Sacred Heart College, a well-known academic powerhouse in Johannesburg, now wants to harness its educational prowess in the development of football talent in the neglected inner-city areas of the City of Gold.
As one of the oldest schools in Johannesburg, Sacred Heart plans to establish an elite football academy for both boys and girls in the
divisions of U9, U11, U13, U15 and U17, with prospects to increase the intake to include the U19s as well.
Trials for boys were held on 3 March at the school and those for the girls will be held on 10 March at the same school venue and interested young girls in the inner-city areas of the Johannesburg CBD, Berea, Hillbrow, Yeoville, Bellevue, Observatory, Bertrams, Doornfontein, Lorentzville, Kensington and other areas are urged to take advantage of the offering.
Speaking at the trial sessions, Sacred Heart College Primary School’s head of the department for sports, Andre van der Merwe said the academy, known as the Sacred Heart Soccer Academy, is currently involved in negotiations with one of the giants of premiership football with a view to bringing the club on board.
“Bringing on board one of the top flight clubs will add immense value and magnitude to the establishment of the academy and most probably guarantee its future success as well, as the academy will be guaranteed a line of progression for some of its most promising intakes,” Van der Merwe said.
He added that high-level talks were currently underway with the club and he would not want to pre-empt those discussions by naming the club. “Once the deal has been signed, sealed and delivered, we shall then be in a position to announce the name.”
The academy will operate under the auspices of the Rand Central Local Football Association and its leagues, while also, perhaps, participating in the Academy League, which is run by the South African Football Association.
Van der Merwe said part of the reasons behind the roping in of an elite professional club was to attract sponsors for the academy as most of the potential players are from disadvantaged communities who cannot afford the fees charged for intake into such an institution.

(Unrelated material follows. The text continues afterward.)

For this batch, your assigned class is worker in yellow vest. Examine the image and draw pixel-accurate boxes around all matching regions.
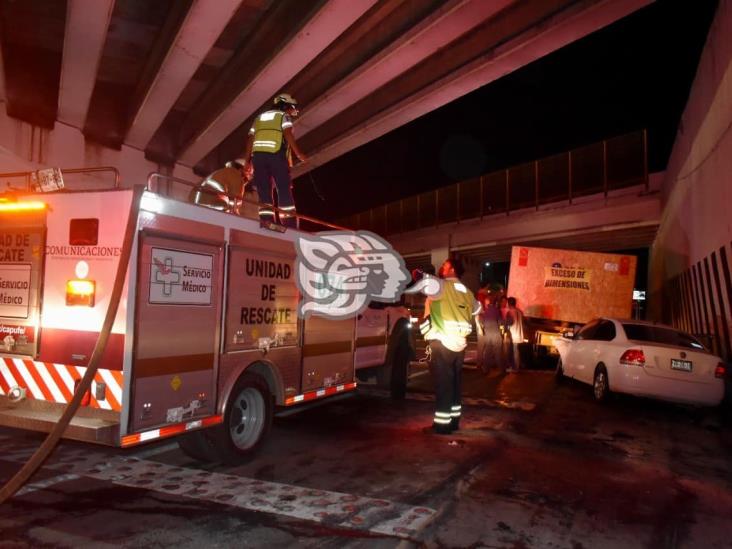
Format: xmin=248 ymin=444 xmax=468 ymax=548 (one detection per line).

“Sacred Heart College is willing to allow the free use of its sporting facilities for the academy, including the use of sporting equipment, our buses to transport the children and our coaches, but we need help to ensure the success of the project.”
He said they were looking at a squad of 20 players per division and some of the most promising players in the various divisions will be offered sporting bursaries at the college to further the educational side of their soccer ambitions and career.
“Our aim is not only to produce highly skilled soccer stars but to develop all-around players, as sports-based programmes have been widely recognised as an effective tool for empowering young people, increasing their knowledge, promoting effective communication, negotiation skills and improving self-efficacy and leadership,” he said.